Bows are more efficient as you increase arrow weight, and KE does increase, even though the speed numbers are going down. You will need to adjust your sight, especially at the longer ranges.


----------



## JDS-1 (Nov 15, 2007)

*I honestly don't know, I've never messed with this stuff B4*

Messing with the Goldtip F.O.C. calculator is says my current setup would be %8.67 foc and with a 125 tip it would be %10.99. So is it better to have the foc twords the front or the back of the arrow? :dontknow:


----------



## Hoyt Havoc (Jul 27, 2006)

jds-1 said:


> Messing with the Goldtip F.O.C. calculator is says my current setup would be %8.67 foc and with a 125 tip it would be %10.99. So is it better to have the foc twords the front or the back of the arrow? :dontknow:


You want more weight front of center.


----------



## Dodgedude (Jan 29, 2005)

I tried to switch from 125 to 100 last year, without changing the rest of my arrow. No amount of tweaking would give me as consistent arrow flight.

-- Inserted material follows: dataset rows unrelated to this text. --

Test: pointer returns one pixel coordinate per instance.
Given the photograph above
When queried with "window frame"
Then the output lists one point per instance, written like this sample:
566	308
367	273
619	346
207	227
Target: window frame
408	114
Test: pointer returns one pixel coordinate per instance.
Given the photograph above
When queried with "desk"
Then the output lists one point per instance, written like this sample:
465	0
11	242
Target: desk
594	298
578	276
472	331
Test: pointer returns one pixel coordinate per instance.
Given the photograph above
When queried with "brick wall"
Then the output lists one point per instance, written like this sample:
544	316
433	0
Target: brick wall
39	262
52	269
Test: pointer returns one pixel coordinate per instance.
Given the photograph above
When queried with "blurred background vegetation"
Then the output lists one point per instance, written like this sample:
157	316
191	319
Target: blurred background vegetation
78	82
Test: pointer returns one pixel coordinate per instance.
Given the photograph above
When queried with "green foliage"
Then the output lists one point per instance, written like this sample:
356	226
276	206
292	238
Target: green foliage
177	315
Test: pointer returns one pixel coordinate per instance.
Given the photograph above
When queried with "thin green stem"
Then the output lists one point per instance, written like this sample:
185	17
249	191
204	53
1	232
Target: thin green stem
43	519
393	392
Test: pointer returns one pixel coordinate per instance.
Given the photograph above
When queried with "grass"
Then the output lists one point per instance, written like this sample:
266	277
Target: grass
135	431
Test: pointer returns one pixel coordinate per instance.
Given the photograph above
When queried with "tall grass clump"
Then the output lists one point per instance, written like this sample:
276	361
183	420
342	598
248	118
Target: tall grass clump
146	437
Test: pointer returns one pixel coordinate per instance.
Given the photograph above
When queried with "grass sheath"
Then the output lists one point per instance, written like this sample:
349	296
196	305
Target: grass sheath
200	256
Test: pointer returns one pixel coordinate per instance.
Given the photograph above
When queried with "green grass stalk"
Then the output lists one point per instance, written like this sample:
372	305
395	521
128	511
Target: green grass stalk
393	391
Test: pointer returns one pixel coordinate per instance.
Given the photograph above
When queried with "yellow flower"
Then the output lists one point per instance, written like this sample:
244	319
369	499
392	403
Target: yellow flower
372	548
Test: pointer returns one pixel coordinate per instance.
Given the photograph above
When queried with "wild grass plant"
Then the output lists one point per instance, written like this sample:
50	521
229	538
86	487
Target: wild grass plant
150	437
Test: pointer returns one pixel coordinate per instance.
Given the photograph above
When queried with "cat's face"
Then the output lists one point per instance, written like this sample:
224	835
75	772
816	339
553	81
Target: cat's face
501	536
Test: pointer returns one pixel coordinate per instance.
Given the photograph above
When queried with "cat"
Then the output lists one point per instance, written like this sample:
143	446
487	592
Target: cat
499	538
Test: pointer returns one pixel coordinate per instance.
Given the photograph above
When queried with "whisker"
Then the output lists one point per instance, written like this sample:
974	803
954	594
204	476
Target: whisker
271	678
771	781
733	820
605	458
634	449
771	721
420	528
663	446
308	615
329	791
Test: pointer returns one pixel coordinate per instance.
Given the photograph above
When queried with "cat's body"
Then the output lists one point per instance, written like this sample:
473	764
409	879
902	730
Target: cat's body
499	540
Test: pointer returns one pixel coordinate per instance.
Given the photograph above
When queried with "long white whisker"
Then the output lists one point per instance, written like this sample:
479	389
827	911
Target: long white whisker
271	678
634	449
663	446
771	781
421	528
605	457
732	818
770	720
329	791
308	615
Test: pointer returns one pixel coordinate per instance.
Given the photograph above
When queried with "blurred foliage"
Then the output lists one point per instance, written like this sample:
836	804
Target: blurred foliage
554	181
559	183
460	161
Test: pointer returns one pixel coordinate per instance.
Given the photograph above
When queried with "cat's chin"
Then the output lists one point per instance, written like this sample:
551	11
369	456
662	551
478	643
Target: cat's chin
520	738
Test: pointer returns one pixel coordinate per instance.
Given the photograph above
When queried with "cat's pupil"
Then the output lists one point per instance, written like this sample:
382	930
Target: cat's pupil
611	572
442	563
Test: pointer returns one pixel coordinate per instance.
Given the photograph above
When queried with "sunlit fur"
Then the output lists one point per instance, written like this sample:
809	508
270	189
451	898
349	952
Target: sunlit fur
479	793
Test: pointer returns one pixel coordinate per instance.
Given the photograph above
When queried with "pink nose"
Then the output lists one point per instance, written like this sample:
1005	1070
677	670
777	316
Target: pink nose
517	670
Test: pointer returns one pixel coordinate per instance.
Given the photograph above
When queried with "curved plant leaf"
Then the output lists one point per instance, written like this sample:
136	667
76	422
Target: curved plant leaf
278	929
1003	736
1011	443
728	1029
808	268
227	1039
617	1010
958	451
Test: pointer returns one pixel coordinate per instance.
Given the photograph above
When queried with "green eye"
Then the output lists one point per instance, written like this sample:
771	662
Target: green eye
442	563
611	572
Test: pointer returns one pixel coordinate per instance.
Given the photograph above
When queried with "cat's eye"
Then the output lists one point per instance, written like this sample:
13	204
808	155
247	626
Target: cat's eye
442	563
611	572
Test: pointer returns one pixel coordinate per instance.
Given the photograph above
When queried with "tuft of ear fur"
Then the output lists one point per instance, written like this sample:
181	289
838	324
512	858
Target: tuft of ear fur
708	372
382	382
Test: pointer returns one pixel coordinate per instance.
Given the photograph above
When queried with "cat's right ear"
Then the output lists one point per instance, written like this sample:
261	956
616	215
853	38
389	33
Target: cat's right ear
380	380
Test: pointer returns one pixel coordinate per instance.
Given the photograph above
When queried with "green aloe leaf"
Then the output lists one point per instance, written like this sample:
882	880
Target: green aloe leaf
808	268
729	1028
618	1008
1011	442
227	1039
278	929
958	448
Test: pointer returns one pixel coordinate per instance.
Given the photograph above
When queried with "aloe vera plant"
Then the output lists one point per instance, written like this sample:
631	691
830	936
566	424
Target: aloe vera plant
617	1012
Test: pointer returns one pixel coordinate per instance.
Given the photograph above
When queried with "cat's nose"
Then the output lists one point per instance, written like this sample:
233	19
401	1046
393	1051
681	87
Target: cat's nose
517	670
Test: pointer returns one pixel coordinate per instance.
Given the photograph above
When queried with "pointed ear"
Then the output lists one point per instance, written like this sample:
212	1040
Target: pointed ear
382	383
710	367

The one gain usually seen going from 100 to 125 is an increased size of cut.


----------



## im-ocd (Mar 22, 2007)

Shoot both thru paper (paper tune) and see if one tunes better.
If tune is equal then shoot both at your max range for groups and see if one groups better.
Make sure FOC is 10% or more.


----------



## phumb (Oct 7, 2006)

jds-1 said:


> Messing with the Goldtip F.O.C. calculator is says my current setup would be %8.67 foc and with a 125 tip it would be %10.99. So is it better to have the foc twords the front or the back of the arrow? :dontknow:


based on this info, 125 is the way to go...but there are other varables....


----------



## 5MilesBack (Feb 28, 2007)

I can't remember my exact numbers right now, but my FOC with 100gr is 9 point something %, and with 125gr it's almost 12% I believe. However, I frequently shoot both at ranges up to 80 yards and there isn't much of a difference in elevation or consistency between the two for my setup. I'm shooting .300 spine arrows.


----------



## smokin x's (Apr 30, 2007)

ive found that 100's always seem to group better with my set up.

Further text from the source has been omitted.